Je ne veux pas être en retard au parking pour voir enfin la tête de mes intrus. J'étouffe les moteurs, coupe tous les contacts, arrête le chrono. Nous avons fait 1 H 40 de vol.

Ils sont très entourés quand nous arrivons. Nous remarquons bien les sourires un peu figés. Mon ami C..., chef contrôleur, vient à notre rencontre

- « Bravo les mecs, belle démo »

- « Quelle bande de cons ! »

(On ne saura jamais à qui était attribué ce qualificatif peu flatteur, aux états-majors, aux différents ministères, aux patrons de l'équipage du Dakota ?).

Eh oui, apprenez que l'avion et l'équipage arraisonnés sont français.

Ils appartiennent à l'escadrille spéciale du SDECE. Habitués aux missions secrètes, leurs équipages sont les meilleurs et sont passés maîtres dans ce genre de sport. Dans ce cas précis, ils effectuaient, sur renseignements, depuis plusieurs mois des missions d'écoute tout près de la frontière marocaine, à basse altitude, pour ne pas être détectés.

Ceci explique leur mutisme de tout à l'heure. Ils ne voulaient pas compromettre les missions futures.

Nous ne sûmes jamais ce que furent les explications entre grands chefs mais il y eu quand même des aspects positifs de cette mission.

Deux ans plus tard, les MD-315R étaient progressivement remplacés par des Meteor et des B-26 Invader. Avec ces matériels, les interceptions ne risquaient plus d'être compromises par un phénomène de givrage.

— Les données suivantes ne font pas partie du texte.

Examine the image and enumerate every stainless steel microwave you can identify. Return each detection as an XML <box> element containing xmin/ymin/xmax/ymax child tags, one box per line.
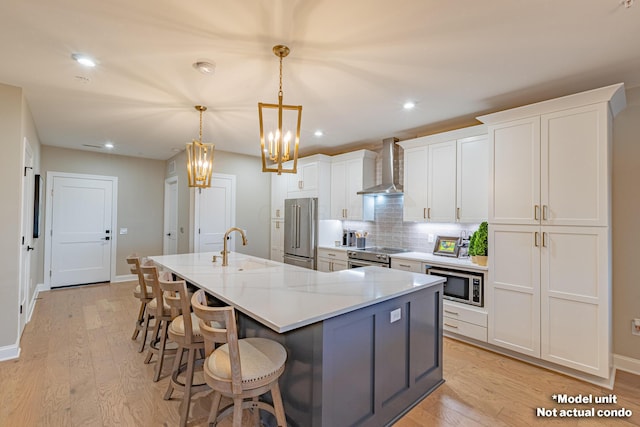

Les équipages de SDECE savaient à présent qu'ils n'étaient plus invulnérables et prirent l'habitude au cours de missions d'entraînement en France, de nous demander de fournir des chasseurs de nuit pour matérialiser la menace aérienne. Pour nous sur Vautour II N, ces missions furent passionnantes et réalistes.

Araisonnement 2
Les 3 appareils ayant été utilisés par l'ECN 1/71 : 
Meteor, B-26N et Flamant, tous équipés du radar AI Mk X

Sur mon carnet de vol, une seule ligne résume cette aventure :

- 17.12.58 -  M.D. 315 n° 16 
- 1 h 40 de nuit dont 0 h 45 de nuages
- Mission "Dati 414"
- Observations : 1 C-47 intercepté
- 88ème mission de guerre n°2


Frédéric BELLET

 

Araisonnement 4
L'auteur, alors qu'il commandait l'EC 2/4 "La Fayette" à Luxeuil

 

(1) Scramble : expression anglaise signifiant « Lâchez tout », passée en mot code OTAN pour : mise en route, décollage sur alerte.

(2) La position des avions est donnée en code horaire, ex. :

- un avion à midi est droit devant vous,
- un à 3 heures est droite,
- un à 6 heures plein arrière, etc.

(3) Judy : mot code pour contact franc, interception prise en compte par l'équipage.

Date de dernière mise à jour : 07/04/2020

Commentaires

  • Alex Crawford
    • 1. Alex Crawford Le 23/08/2020
    Hi,
    A very interesting story. I am writing a book on the various countries that used the Meteors on combat operations. I am trying to find out about the use of the NF.11 by the French Air Force over Algeria. I believe the aircraft were used by Escadre Chasse de Nuit 1/71 from several airfields in Algeria. Would you know where I can find further details of their use? Any help would be appreciated.
    Thank you.
    Alex Crawford
  • Marc Chiabaud
    • 2. Marc Chiabaud Le 13/07/2020
    Bonjour,

    Merci pour ce récit captivant et précis d’un aspect peu connu des opérations aériennes durant la guerre d’Algérie.